Frances Kroll was F. Scott Fitzgerald's secretary during the last twenty months of his life. She helped him organize his household, entertain Scottie when she visited during the summer of 1940, and work toward the completion of his "Stahr" novel, The Last Tycoon. Kroll was about the age of Scottie during this time period, a naive and warm-hearted girl who became Scott's friend and helper. The narrative of their friendship reads with a candor and specificity that is impressive: Kroll has only the best of Fitzgerald's interests at heart, and she is trying to document these months as an aid to readers interested. (She has consistently aided Fitzgerald's biographers.)

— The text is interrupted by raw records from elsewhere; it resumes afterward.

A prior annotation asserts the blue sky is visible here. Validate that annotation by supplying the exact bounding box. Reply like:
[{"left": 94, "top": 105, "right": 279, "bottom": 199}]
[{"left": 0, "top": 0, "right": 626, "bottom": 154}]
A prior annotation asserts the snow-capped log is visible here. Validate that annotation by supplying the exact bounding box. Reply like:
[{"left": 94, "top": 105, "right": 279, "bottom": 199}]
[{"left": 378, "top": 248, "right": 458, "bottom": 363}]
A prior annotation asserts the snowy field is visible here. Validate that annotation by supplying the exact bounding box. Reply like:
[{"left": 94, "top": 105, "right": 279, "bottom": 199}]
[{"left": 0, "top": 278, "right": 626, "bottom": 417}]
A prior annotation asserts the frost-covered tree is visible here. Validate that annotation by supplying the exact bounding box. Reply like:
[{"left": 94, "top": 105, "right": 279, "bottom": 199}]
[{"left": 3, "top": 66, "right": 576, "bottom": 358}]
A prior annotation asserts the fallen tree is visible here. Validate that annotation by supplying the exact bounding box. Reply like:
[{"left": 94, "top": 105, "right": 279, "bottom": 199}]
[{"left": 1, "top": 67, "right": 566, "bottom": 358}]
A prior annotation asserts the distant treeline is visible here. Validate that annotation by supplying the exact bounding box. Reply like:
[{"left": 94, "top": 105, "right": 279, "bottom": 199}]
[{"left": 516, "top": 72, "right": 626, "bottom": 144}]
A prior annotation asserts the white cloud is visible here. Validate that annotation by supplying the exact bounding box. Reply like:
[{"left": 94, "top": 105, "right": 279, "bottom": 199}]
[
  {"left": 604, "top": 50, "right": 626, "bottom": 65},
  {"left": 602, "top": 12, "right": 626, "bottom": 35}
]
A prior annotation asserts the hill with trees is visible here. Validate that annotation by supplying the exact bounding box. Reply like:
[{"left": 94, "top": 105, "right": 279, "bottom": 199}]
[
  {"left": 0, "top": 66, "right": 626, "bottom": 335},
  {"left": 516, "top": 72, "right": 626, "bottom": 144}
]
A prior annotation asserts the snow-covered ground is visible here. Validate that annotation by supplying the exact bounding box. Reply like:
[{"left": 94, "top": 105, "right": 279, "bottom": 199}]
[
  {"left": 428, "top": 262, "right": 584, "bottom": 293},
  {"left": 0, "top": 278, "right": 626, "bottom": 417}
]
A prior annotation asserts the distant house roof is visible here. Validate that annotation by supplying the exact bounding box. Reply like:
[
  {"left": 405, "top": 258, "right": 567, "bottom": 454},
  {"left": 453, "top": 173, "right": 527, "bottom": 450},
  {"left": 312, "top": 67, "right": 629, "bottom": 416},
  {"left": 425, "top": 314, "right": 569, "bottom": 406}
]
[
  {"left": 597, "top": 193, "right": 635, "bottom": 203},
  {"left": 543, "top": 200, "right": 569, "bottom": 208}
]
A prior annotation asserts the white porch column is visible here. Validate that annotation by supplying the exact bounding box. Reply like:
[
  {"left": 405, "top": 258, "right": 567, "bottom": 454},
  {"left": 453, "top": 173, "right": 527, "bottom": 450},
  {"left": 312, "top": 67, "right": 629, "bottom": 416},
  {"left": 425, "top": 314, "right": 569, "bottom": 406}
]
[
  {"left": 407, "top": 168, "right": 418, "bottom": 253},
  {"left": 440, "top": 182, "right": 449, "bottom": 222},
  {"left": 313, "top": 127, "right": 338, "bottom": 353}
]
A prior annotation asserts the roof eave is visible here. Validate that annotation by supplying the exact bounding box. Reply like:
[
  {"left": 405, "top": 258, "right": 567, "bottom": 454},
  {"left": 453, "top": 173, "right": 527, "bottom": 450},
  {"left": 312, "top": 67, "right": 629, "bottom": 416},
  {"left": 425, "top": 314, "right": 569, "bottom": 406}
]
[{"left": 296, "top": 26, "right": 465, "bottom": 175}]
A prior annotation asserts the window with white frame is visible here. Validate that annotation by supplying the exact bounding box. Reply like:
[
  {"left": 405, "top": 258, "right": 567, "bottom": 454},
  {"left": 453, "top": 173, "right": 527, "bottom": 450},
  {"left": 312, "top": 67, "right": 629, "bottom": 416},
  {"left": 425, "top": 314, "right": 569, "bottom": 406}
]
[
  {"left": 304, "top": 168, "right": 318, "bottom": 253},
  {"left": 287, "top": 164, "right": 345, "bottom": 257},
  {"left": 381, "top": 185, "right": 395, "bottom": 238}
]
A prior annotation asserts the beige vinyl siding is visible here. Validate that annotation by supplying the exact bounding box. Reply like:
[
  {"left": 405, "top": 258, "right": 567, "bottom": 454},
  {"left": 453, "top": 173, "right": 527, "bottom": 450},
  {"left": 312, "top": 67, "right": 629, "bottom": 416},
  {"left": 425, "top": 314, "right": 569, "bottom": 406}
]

With prefaces by Scottie Fitzgerald Smith and A. Scott Berg, this modest book conveys a great deal of information—and the championing of the prefaces speaks to the generosity of its author. Frances Ring was not only Scott's secretary during those late California years; she was his middle-of-the-night listener (taking the family telephone into the bathroom so her conversation would not awaken others), his cook (he liked bacon and eggs and turtle soup), his financial planner (she handled all his affairs after his sudden death), and his literary mentor (as when she argued with Edmund Wilson about the ending of The Last Tycoon). As a memoirist now, she is also astute and precise. She describes Fitzgerald's overprotective treatment of Scottie as being crucial to his feeling that she would be taken care of—thus his insistence that she study hard and get a first-rate education: "He was keenly aware of a changing world for women and he wanted his daughter to be ready for that world with education, goals, self-esteem." Perhaps of more interest, she describes the startling change in the man once Maxwell Perkins had encouraged him to write the Hollywood novel: "He began to sort the notes that had been accumulating. He became transformed. The contrast was extraordinary—like watching an athlete who had let himself go to fat decide that he was going to make a comeback. . . . he made charts of segments of the book and planned how long each segment would be. He divided the segments into episodes and the episodes into chapters. Assorted jottings and anecdotes were assigned to specific areas. Stray bits of description fell into place." As Ring concludes, Fitzgerald at work was "a methodical, meticulous craftsman." He was also "animated," sparking the air "with excitement."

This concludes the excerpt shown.